いいひと連合:鎧
そこに穴はあった。
和泉の住居のすぐ近く。
退職代行からは、本人に直接接触しないよう注意されているが、「直接」は接触しないので問題はないだろう。
昨今の会社では、人事は従業員の住所は簡単には教えてくれない。
しかし、職場のメンバーとの雑談の中で存外簡単に聞き出すことができた。「人が最大のセキュリティホール」とは、正にその通りだと思う。
「カ・・・ト・・・ウ・・・」
異界に入ると、こちらが探し当てる前に異様な人型ネイムに声をかけられた。
いや、これは人型と言うのだろうか?
身長は2m近くある。体重はなんともいえない。全身に鎧を纏っていたからだ。西洋の甲冑とも日本の鎧ともつかない独特な形状の鎧。一部はメカのようにも見える。
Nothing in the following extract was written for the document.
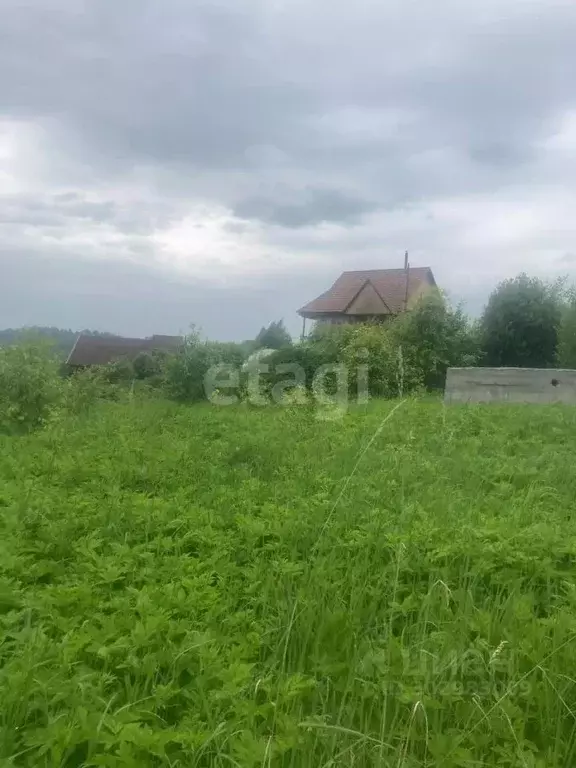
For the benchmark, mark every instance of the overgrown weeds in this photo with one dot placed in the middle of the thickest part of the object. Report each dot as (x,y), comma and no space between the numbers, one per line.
(166,598)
全身をそんなもので覆われているのだが、顔だけは間違いなく和泉だった。
「和泉のイメージの中の鎧だから、実在する鎧とは形が違うのだろう。なんにせよ凄い重装備だ。ちょっとやそっとの攻撃は通らないぞ」
とベーグルは言う。
「しかし、かなり負の念が強い人間のようだ。ネイムとの相性が良すぎるんだな。そしてお前、相当恨まれてるぞ。憎しみがネイムにまで伝染っている」
だからこそ、異界に侵入したオレを目ざとく見つけて追って来たのだろう。
「オマエガッ!コナケレバ!!!」
明らかな敵意を向けて、和泉ネイムは拳を振るってきた。
オレはそれをバックステップで躱す。
「オマエガ、イナケレバ!!」
和泉ネイムの腕が伸び、やがてそれが剣になった。
「ジャマヲ!スルナ!!」
反対の腕が変形し、拳銃を持った形になる。
「アヤマレ!アヤマレ!アヤマレ!!!」
両の武器で威嚇しながらジリジリと近づいてきた。
「ベーグル、もう一回聞くが、これは和泉じゃないんだよな」
オレは和泉ネイムの怒りとも悲哀ともつかない表情を眺めながら聞いた。
「ああ、倒しても和泉当人に実害はない。むしろ精神悪化を止めることが出来る」
ベーグルは質問の意図まで把握した上で答えた。
「分かった。ベーグル、やろう」
そう言うと、オレの全身を黒スーツが包み、右手に武器が握られる。
今回は木刀ではなく木製バットをイメージした。
「アヤマレ!コロスゾ!アヤマレ!アヤマレ!」
そう激昂している和泉ネイムにオレは近づいていく。
和泉の情報を食い過ぎたせいか、コイツはどうも人間臭い。だから調子が狂う。
しかし、それがコイツの弱点でもある。
「アヤマレ!イイノカ!ホントニヤルゾ!アヤマレ!」
そう言いながら威嚇で銃を構え、剣を振り上げる。
その瞬間、ためらわずオレは懐に飛び込み、右膝に向って両手でバットをフルスイングした。
バランスを崩し、よろける和泉ネイム。
その片腕を引いて、巻き込むように倒した。
別に攻撃なんか通らなくていいんだ。
オレは倒れた和泉ネイムに馬乗りになる。
「ベーグル」
そう言うとベーグルはオレの右手に同化する。そのまま右手で和泉ネイムの額に触れた。
これまで交戦した人型ネイムとは比べ物にならないぐらい抵抗が無い。
自らの鎧で上手く動けないのだろう。
「守りは大事だが、過ぎた守りは枷になる・・・」
そう誰に言うでもなく呟くと、和泉ネイムは完全に吸収され、姿を消した。
「よし!やったな」
とベーグル。
「ああ。帰ろうか」
「どうした?何か気になることでもあるのか?」
オレのテンションの低さを気にかけたベーグルが声をかける。
「いや、今更こんなことしても、何も解決しないんだよなって思ってね」
和泉の退職は受理されている。もう戻ることは無いのだ。
「そんなことはないだろ。これで和泉は精神悪化に歯止めがかかる。お前は和泉を救ったんだ」
「そんなもんかな?」
「そうさ」
これ以上話を掘り下げる気にもならなかったので、オレは納得したフリをして会話を切り上げた。